We'll scrape data from the USAU website to find the winner of /r/ultimate's fantasy lineup contest, and along the way find which players made the biggest score contributions at nationals, and how that correlated with users' fantasy valuations.
All of the following is being run in a jupyter notebook, which anyone can modify and run after installing python and a few other dependencies. Further instructions can be found in the github README.
We first set up some simple imports and display settings.
In [1]:
import usau.reports
import usau.fantasy
In [2]:
from IPython.display import display, HTML
import pandas as pd
pd.options.display.width = 200
pd.options.display.max_colwidth = 200
pd.options.display.max_columns = 200
%matplotlib inline
import matplotlib.pyplot as plt
import seaborn as sns
First we'll need to scrape data from the USAU website. I've also downloaded the data offline in the form of csvs, and the following cell instructs to load the data from these csvs instead of scraping the website on-the-fly. (A wrapper script for downloading the data can be found in usau/download_reports.py
.) Stat-keeping seemed to be done pretty comprehensively this tournament, with only a couple of women's consolation games missing player statistics. Unlikely last year's tournament, stat-keepers also seemed to have done a good job recording players' Ds and turnovers.
In [3]:
# Read data from csv files
usau.reports.d1_college_nats_men_2016.load_from_csvs()
usau.reports.d1_college_nats_women_2016.load_from_csvs()
None # No output
Let's also retrieve the fantasy picks from the /r/ultimate fantasy competition:
In [4]:
mens_fantasy, womens_fantasy, contest_users = usau.fantasy.compute_fantasy_picks()

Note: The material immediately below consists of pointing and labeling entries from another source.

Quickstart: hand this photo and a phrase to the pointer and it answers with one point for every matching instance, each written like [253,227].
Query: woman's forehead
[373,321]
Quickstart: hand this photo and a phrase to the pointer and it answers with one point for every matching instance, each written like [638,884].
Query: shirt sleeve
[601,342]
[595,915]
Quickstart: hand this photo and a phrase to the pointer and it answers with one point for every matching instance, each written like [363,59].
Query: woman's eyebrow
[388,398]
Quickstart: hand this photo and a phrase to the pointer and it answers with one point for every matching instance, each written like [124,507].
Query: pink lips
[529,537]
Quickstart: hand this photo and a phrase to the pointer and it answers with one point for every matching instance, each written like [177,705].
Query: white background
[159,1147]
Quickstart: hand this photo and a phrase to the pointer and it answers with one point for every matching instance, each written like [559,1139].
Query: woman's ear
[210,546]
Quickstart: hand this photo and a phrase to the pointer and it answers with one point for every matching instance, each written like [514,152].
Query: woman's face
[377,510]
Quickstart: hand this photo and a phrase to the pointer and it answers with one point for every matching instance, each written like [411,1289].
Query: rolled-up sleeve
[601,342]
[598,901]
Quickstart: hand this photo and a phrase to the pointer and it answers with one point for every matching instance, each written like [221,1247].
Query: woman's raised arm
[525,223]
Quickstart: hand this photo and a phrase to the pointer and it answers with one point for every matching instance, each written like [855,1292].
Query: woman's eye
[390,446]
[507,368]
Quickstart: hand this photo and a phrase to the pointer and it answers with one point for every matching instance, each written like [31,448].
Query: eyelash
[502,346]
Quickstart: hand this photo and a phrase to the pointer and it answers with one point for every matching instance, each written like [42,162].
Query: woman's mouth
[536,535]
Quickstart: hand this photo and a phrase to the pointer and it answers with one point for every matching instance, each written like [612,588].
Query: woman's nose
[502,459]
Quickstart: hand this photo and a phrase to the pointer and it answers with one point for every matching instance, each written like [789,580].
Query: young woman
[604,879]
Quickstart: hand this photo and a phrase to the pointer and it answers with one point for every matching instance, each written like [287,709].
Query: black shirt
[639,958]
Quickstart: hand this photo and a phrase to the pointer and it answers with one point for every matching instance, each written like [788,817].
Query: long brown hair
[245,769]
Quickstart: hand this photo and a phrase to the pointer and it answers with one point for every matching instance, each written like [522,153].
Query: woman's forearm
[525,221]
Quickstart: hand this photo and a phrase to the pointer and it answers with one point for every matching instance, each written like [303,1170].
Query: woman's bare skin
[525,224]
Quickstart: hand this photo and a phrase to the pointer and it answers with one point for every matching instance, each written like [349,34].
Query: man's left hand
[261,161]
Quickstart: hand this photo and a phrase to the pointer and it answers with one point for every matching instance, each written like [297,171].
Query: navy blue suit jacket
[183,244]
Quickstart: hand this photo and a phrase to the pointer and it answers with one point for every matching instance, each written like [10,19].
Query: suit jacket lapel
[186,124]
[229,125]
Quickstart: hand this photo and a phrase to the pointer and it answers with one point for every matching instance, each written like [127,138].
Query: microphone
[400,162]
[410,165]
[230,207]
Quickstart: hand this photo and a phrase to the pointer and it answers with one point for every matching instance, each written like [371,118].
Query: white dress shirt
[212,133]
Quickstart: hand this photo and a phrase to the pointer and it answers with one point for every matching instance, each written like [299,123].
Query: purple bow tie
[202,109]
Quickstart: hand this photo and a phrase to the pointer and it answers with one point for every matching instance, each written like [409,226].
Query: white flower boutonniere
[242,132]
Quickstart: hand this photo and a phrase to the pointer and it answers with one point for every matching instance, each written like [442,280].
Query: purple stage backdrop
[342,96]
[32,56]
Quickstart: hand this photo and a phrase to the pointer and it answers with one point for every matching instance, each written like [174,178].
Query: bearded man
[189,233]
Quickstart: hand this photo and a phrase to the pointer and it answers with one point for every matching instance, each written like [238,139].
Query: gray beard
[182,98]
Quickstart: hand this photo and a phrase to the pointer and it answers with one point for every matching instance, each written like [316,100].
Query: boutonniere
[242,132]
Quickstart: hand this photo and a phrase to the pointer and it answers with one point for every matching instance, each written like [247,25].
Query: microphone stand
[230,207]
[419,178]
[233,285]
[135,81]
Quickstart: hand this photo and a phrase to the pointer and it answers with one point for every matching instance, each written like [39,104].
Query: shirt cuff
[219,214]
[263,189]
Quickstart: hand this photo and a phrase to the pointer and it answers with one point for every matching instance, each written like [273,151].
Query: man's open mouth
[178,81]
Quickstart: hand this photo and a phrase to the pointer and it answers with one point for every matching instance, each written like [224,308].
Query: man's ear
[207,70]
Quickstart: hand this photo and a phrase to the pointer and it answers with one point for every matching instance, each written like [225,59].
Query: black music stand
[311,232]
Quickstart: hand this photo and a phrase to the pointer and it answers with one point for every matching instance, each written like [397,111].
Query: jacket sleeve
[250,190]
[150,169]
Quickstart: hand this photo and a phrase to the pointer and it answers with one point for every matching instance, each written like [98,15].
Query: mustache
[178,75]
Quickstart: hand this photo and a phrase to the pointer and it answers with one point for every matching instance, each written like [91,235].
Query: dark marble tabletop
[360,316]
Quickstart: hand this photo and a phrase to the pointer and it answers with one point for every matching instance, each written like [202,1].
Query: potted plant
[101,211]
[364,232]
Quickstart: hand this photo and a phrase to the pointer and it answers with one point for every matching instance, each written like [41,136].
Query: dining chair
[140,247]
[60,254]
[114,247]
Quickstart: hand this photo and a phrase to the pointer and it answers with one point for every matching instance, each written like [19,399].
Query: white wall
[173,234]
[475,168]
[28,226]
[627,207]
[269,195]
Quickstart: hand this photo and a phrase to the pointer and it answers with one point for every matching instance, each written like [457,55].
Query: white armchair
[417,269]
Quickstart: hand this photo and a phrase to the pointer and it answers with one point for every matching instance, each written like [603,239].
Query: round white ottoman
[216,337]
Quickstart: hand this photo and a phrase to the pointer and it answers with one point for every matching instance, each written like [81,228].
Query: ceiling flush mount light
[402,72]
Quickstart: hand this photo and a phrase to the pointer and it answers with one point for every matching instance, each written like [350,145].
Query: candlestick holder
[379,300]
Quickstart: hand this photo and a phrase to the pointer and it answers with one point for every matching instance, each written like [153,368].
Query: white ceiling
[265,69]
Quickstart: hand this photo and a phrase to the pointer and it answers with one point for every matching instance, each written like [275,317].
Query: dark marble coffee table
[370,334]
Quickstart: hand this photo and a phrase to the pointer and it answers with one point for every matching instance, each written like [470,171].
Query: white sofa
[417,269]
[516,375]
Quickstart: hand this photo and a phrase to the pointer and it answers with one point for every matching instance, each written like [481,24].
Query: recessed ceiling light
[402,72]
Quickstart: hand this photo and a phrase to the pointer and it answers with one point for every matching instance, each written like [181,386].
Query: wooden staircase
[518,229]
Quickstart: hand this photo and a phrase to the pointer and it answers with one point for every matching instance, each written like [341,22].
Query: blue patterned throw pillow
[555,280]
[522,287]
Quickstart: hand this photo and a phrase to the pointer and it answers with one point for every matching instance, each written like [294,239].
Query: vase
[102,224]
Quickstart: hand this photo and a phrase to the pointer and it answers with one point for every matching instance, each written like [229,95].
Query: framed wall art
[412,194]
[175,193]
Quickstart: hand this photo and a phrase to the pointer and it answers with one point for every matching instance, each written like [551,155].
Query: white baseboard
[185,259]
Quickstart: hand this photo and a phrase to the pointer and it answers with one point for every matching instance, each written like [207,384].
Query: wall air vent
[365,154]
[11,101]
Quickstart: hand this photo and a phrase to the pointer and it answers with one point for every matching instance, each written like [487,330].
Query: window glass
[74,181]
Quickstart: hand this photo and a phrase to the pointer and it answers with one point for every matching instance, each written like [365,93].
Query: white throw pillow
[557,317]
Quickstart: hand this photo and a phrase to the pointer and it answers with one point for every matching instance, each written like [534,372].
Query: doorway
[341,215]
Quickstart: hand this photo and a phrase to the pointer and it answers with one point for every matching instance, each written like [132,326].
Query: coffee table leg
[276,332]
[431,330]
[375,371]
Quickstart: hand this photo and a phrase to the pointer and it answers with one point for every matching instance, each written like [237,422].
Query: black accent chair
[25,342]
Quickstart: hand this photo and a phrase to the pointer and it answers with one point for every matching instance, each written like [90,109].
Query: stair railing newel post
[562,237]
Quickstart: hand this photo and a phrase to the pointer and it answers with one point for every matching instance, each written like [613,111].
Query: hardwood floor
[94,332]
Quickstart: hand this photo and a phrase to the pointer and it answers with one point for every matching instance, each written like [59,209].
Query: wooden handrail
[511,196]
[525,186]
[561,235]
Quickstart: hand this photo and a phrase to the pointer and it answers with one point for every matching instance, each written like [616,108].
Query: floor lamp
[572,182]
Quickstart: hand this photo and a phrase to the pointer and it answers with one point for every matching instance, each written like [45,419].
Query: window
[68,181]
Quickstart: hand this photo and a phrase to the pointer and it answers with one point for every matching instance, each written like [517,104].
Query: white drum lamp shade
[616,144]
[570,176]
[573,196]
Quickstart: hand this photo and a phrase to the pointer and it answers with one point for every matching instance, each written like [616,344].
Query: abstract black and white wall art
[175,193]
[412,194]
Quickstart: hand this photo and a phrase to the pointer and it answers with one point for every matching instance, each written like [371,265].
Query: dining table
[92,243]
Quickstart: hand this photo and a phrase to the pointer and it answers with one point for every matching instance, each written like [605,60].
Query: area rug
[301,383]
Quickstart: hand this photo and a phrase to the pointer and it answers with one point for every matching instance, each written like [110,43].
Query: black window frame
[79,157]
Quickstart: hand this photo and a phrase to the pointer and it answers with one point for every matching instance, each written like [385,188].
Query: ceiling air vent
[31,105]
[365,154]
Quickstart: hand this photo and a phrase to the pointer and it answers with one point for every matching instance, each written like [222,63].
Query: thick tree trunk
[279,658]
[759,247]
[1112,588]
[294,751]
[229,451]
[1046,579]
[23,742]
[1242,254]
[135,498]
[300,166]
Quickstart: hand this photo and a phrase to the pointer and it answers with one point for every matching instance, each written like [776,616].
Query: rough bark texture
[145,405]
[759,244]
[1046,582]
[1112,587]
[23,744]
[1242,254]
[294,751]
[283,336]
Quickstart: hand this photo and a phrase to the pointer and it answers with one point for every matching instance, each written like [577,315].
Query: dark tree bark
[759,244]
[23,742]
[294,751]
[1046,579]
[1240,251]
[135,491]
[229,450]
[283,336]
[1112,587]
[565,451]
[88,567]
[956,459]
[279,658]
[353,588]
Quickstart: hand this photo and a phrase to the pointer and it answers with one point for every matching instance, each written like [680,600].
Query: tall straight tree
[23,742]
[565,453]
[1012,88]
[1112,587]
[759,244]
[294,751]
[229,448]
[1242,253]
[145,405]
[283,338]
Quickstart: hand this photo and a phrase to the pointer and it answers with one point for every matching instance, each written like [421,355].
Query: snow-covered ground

display_cols = ["No.", "Name", "Fantasy Score", "Position", "Height",
"Goals", "Assists", "Ds", "Turns",
"Team", "Seed", "Fantasy Picks"]
And without further ado, the winner of the fantasy competition is /u/ultimatefrisbee, with /u/scottyskin96 and /u/duthracht respectively scoring the highest in the Men's and Women's competitions.
In [5]:
usau.fantasy.compute_fantasy_contest_results(display=False).reset_index(drop=True).style \
.bar(subset=["Total", "Women's"],
color='rgba(80, 200, 100, 0.5)') \
.bar(subset=["Men's"],
color='rgba(200, 80, 80, 0.5)')
Out[5]:
Here are all players picked in fantasy, mixed with the other top fantasy point scoring athletes. "Fantasy point score" here is arbitrarily defined by the formula $G + A + 0.2 \times D - 0.2 \times T$. Ds and turns were weighted lightly mostly because I was worried that they might not be kept very accurately, but it seems the stat-keepers did a good job following these. Please note that as these statistics are for fantasy, where one of the objectives was to predict which teams would go deepest, none of the statistics in this notebook are normalized for games played, points played, and so forth. Such might be a good subject for another notebook though, wink wink.
In [6]:
usau.fantasy.compute_athlete_fantasy_scores(mens_fantasy, min_players=25)[display_cols].style \
.bar(subset=['Fantasy Score', 'Goals', 'Ds', 'Fantasy Picks'],
color='rgba(80, 200, 100, 0.5)') \
.bar(subset=['Assists', 'Turns'],
color='rgba(200, 80, 80, 0.5)')
Out[6]:
At a glance, its clear the dynamic duos of the two teams which made it the deepest, Stubbs and Vandenberg of Harvard and Osgar and Jagt of Minnesota, racked up the most impressive stat lines of the tournaments. Osgar in particular managed this despite sitting out the Minnesota's semifinal win with a knee injury, and playing through the same injury in the finals.
In [7]:
usau.fantasy.compute_athlete_fantasy_scores(womens_fantasy, min_players=25)[display_cols].style \
.bar(subset=['Fantasy Score', 'Goals', 'Ds', 'Fantasy Picks'],
color='rgba(80, 200, 100, 0.5)') \
.bar(subset=['Assists', 'Turns'],
color='rgba(200, 80, 80, 0.5)')
Out[7]:
It is perhaps surprising then that the top women's stat lines belonged to the Dartmouth duo Angela Zhu and Jaclyn Verzuh, as Dartmouth exited the tournament in the quarterfinals, playing 1 fewer games than the finalists Stanford and Whitman (not 2, as /u/samth points out). This is not to take away anything from Gegg/White and Hardesty/Revere, who anchored the deeper lines of their respective teams and put in respectable stats too.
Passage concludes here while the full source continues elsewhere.